On the topic of AI, it’s easily one of the most common questions and frequently-discussed areas of interest. Among investment firms that we’ve polled on the topic, the majority are using it to some extent to help generate marketing content, develop analytical insights on their business metrics, streamline processes, provide fundamental analysis on potential investments, or integrate it into their CRM to maintain a better cadence with clients. The prevalence of Claude, Co-Pilot, Gemini, and other tools will only grow going forward as firms look to create new efficiencies and improve their bottom line.
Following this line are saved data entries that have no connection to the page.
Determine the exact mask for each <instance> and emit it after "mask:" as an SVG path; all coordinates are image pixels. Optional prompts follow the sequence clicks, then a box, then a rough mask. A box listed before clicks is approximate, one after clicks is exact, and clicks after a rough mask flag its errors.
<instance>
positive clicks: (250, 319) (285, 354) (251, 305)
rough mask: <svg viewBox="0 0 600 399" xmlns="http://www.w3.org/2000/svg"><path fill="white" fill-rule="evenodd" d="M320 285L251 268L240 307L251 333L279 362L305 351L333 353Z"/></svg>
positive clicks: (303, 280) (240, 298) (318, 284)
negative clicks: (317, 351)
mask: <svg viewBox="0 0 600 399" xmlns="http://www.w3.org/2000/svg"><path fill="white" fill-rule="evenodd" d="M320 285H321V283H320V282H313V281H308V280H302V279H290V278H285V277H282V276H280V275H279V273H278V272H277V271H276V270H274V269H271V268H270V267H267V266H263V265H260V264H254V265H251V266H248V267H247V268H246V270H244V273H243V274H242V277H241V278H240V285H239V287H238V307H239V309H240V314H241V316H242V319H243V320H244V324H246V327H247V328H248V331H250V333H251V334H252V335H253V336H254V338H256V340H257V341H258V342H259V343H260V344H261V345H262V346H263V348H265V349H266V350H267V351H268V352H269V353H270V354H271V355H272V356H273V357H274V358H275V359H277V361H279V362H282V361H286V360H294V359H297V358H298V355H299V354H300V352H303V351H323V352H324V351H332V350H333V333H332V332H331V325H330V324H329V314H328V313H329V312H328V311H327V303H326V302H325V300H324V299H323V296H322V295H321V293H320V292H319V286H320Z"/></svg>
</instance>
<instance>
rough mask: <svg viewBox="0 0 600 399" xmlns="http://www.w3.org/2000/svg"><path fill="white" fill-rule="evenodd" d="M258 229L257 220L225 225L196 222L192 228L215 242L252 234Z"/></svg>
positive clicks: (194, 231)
As we look ahead to the second half of the year, we see hiring activity remaining at a steady pace as firms embark on new transformational initiatives and replace retiring staff. We hope that the potential candidate population warms to the potential new job opportunities available and what could be more compelling, long-term career growth opportunities for them. Until that happens, hiring managers should expect that candidate slates should continue to be smaller than usual due to the lack of high-caliber candidates. Search processes will likely be stretched out somewhat because of it as well. In thinking about new hires needed, two questions we routinely receive from candidates involve i) getting better insights into the cultural makeup of the firm and what makes employees successful there, and ii) what the potential career progression path looks like for a given role in the years ahead. Having well-prepared answers for both questions in a time of ultra-high selectivity by candidates could be crucial in getting new hires over the finish line.